Sans doute poussé par la curiosité, il observa la couverture du livre avec attention, alors que sa main droite se dirigea involontairement sur le livre pour l’ouvrir. Paki se retrouva tout d’un coup avec le livre ouvert à la première page, et, sans même savoir comment, il commença à le lire. Il n’avait jamais fait ça auparavant, pourtant trois heures après, il était encore en train de lire. Il ne s’interrompit que lorsque sa femme l’appela pour la troisième fois, de plus en plus brusquement, pour qu’il vienne s’asseoir à table. Paki se leva, mangea en vitesse et retourna à sa lecture.

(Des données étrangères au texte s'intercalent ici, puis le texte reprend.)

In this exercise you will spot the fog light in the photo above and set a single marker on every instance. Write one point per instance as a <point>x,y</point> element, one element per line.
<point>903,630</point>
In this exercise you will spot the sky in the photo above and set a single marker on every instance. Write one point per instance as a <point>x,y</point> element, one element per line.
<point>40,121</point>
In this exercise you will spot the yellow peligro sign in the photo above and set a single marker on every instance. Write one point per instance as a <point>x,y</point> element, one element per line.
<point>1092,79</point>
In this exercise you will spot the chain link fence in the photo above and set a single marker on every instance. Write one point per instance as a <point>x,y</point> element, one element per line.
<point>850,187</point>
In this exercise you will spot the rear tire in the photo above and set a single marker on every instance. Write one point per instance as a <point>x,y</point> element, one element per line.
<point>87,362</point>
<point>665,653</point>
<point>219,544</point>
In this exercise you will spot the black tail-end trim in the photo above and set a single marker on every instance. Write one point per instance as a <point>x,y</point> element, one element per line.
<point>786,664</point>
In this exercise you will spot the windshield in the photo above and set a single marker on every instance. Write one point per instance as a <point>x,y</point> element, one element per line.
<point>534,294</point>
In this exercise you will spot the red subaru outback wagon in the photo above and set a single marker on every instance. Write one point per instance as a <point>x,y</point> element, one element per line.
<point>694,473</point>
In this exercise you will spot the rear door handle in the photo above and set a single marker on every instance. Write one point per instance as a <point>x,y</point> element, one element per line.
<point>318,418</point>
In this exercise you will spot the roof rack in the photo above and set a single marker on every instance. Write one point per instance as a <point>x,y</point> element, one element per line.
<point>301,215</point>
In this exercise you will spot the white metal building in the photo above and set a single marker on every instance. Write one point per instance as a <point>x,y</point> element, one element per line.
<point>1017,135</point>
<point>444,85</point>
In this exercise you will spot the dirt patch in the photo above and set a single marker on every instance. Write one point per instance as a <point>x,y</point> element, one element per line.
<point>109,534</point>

Il reprit le livre entre ses mains, qui d’ailleurs n’était pas un livre publié par une maison d’édition, mais qui était un simple document dactylographié relié par un petit laboratoire artisanal. Sur la couverture bleue, imprimé en caractères dorés, on pouvait lire le titre : « Un homme mémorable ». Le livre était composé d’environ 250 pages. Paki le lut avec avidité jusqu’à la fin, et lorsqu’il atteignit la dernière phrase, il se retrouva avec un nœud dans la gorge et les joues baignées de larmes abondantes qui coulaient de ses yeux. Il avait été tellement ému en lisant cette histoire qu’il avait sangloté pendant plusieurs minutes. Ce qui était étrange, c’est que Paki n’avait lu dans sa vie qu’une dizaine de livres, et quand il les commençait, il finissait de les lire une semaine après. Au contraire, ce soir-là, il avait lu tout le livre d’un trait. Ce livre avait été écrit par un certain Vittorio, habitant à Rome, pour rappeler son père Luigi à ceux qui l’avaient connu et l’avaient estimé pour sa ténacité et son courage pour affronter l’adversité ; et aussi pour faire connaître aux autres personnes un homme dont la dignité avait exemplaire pour beaucoup.

Paki fut fort content d’avoir pu connaître cette figure paternelle belle et précieuse en lisant le livre.